Cumpre apreciar e decidir
6. Está apenas em causa nesta reclamação verificar se o despacho de rejeição do recurso com o fundamento de que o objecto da revista só pode ser um acórdão do TCA e não uma decisão sumária é ou não conforme à lei.
Ora, é jurisprudência firme deste STA que do despacho do relator cabe reclamação para a conferência e que só dessa decisão cabe recurso (cfr. por todos o Ac. do Pleno deste STA de 05.06.2012, Proc. n.º 0420/12 e jurisprudência nele indicada e o acórdão desta formação de 08.02.2024 (proc. 02153/14.1BEBRG).
É esta a solução que se retira hoje do disposto no artigo 140.º, n.º 3 do CPTA, que determina a aplicação dos arts. 656.º e 652.º, n.º 3 do CPC, no sentido acima referido.
Assim, uma vez que não foi respeitado o formalismo legal de reclamação para a conferência do despacho do relator (artigo 27.º, n.º 1, al. i) e 2 do CPTA), a revista é de rejeitar, tal como foi determinado no despacho reclamado, uma vez que não é possível a convolação do recurso naquela reclamação.
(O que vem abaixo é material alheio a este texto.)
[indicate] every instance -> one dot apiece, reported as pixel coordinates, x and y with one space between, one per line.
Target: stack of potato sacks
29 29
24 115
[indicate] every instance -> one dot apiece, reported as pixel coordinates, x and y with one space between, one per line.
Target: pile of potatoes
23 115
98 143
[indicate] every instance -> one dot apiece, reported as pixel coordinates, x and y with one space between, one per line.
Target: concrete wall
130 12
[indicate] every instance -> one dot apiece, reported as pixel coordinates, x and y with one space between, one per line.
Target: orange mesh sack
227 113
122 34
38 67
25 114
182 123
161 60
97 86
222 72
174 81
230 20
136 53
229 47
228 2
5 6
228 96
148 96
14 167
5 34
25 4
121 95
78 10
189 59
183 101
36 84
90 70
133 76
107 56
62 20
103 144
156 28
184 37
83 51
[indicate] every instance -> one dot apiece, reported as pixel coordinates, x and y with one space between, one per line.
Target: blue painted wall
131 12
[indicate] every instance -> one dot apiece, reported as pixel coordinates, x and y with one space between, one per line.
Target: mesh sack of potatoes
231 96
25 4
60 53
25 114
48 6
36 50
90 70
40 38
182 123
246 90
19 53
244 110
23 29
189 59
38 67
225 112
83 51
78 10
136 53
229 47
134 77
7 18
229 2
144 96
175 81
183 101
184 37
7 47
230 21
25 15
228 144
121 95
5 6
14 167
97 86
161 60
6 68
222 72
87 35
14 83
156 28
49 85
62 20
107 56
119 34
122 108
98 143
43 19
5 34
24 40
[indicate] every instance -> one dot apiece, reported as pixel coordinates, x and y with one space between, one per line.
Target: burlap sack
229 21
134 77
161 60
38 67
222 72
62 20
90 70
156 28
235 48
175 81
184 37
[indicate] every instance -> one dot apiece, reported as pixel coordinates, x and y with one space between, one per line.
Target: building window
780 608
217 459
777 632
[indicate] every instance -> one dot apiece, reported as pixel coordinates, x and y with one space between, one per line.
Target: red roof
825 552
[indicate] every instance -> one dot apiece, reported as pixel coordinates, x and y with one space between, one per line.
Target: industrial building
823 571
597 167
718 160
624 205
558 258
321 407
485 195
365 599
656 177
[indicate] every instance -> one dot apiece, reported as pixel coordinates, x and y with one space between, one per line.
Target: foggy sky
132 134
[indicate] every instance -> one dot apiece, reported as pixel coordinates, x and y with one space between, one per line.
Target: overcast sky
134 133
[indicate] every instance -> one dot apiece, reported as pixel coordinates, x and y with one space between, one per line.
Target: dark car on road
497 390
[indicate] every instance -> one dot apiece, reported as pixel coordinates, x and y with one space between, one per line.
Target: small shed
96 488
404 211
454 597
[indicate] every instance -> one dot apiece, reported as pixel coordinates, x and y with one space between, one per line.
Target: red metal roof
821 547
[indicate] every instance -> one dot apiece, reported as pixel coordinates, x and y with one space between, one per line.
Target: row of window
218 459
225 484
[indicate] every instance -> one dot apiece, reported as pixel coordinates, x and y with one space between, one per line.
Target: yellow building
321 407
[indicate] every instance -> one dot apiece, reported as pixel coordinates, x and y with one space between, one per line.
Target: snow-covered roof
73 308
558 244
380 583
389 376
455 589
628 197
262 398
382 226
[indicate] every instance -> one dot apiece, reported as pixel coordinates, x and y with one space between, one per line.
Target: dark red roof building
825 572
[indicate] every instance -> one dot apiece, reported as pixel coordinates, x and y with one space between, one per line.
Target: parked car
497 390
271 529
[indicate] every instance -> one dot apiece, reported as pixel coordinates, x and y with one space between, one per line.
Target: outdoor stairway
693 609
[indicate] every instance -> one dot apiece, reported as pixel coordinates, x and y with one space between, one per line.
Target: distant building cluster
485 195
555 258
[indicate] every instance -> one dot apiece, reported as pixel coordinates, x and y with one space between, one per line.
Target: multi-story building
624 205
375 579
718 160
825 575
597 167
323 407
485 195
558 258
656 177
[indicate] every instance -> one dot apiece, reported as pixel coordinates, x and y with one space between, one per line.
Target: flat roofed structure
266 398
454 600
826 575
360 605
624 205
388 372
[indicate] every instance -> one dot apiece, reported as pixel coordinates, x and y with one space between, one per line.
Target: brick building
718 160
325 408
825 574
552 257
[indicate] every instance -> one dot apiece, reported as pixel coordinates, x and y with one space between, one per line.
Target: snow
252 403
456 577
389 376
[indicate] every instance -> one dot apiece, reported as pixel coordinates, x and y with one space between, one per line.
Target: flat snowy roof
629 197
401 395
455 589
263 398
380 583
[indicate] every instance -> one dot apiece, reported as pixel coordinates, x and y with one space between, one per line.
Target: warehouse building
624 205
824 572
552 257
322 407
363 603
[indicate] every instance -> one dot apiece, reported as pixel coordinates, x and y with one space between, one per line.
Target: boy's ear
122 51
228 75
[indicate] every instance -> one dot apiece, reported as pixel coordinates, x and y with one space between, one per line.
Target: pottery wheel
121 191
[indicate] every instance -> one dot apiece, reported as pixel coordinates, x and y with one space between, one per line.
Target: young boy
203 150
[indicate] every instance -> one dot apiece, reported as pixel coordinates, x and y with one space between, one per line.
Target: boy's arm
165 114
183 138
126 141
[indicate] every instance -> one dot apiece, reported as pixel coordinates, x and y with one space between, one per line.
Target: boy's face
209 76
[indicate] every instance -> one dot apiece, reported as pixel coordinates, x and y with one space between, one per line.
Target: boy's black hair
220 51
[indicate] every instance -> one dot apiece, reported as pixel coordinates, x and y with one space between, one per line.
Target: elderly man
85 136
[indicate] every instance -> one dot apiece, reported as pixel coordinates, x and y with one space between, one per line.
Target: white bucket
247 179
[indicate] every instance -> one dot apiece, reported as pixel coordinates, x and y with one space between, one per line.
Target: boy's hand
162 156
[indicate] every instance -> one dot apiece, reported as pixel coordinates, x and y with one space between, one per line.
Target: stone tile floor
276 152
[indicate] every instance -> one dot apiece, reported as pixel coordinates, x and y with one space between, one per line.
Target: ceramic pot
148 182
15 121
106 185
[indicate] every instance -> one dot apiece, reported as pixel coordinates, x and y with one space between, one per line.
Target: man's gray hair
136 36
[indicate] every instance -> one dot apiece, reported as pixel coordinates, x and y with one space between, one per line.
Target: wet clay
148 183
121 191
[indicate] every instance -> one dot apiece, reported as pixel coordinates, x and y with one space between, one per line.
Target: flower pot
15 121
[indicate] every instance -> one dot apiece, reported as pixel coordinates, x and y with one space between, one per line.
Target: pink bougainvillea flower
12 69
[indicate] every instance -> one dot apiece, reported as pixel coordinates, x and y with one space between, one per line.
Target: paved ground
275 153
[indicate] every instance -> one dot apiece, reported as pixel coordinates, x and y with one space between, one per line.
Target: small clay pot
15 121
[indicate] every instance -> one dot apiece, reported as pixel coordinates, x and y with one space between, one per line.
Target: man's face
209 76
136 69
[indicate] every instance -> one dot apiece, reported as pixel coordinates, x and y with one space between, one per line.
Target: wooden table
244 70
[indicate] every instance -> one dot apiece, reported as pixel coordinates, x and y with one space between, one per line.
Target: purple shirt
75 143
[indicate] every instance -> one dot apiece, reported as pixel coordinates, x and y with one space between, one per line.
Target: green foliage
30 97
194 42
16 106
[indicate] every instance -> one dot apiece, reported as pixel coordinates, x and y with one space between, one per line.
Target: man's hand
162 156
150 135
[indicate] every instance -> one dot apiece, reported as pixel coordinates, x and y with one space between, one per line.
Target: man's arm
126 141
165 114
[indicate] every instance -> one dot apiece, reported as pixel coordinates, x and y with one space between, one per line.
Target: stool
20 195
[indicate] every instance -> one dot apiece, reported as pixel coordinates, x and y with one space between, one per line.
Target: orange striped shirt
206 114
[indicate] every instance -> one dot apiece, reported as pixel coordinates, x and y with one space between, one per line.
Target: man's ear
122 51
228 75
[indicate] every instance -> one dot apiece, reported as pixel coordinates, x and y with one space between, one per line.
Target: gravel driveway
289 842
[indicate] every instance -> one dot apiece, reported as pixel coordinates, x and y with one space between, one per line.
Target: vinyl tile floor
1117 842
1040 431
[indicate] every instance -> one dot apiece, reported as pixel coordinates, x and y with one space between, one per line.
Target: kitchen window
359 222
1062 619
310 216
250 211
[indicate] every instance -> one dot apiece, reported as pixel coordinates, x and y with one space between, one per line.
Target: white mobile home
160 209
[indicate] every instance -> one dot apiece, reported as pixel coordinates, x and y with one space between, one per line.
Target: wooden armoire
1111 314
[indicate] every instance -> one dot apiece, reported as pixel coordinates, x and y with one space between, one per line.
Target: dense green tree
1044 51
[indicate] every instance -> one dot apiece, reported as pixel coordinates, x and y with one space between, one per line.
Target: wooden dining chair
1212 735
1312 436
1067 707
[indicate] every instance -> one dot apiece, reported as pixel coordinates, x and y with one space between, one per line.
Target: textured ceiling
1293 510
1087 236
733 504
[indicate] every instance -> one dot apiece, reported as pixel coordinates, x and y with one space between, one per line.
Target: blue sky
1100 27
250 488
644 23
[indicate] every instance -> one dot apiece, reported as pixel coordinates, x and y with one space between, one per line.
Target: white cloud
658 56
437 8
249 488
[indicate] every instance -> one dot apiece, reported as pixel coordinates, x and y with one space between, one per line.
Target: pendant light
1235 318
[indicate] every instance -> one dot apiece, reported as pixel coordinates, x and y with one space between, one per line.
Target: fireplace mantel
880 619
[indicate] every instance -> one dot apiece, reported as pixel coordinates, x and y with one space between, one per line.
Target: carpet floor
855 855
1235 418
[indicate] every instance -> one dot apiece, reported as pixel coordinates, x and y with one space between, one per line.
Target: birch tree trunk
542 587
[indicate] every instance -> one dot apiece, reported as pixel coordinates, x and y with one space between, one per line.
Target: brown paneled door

E não colhe a alegação de que a Recorrente não deu conta de que a decisão era sumária e não um acórdão, pois são vários os elementos que evidenciam que se trata de uma decisão sumária, tais como: i) a aposição de uma assinatura e não três; ii) o facto de expressamente se afirmar na primeira linha do texto que a decisão é proferida ao abrigo do artigo 652.º, n.º 1, alínea b) do CPC aplicável ex vi do artigo 1.º do CPTA; iii) a circunstância de no dispositivo se utilizar o verbo no singular e não no plural “decido”.
Em suma, existem elementos mais do que suficientes para que um profissional do foro perceba que está perante uma decisão sumária e não de um acórdão.
Termos em que, improcede a reclamação.
Custas do incidente 3UC.
Lisboa, 2 de Outubro de 2025. – Suzana Tavares da Silva (relatora) – Fonseca da Paz – Ana Celeste Carvalho.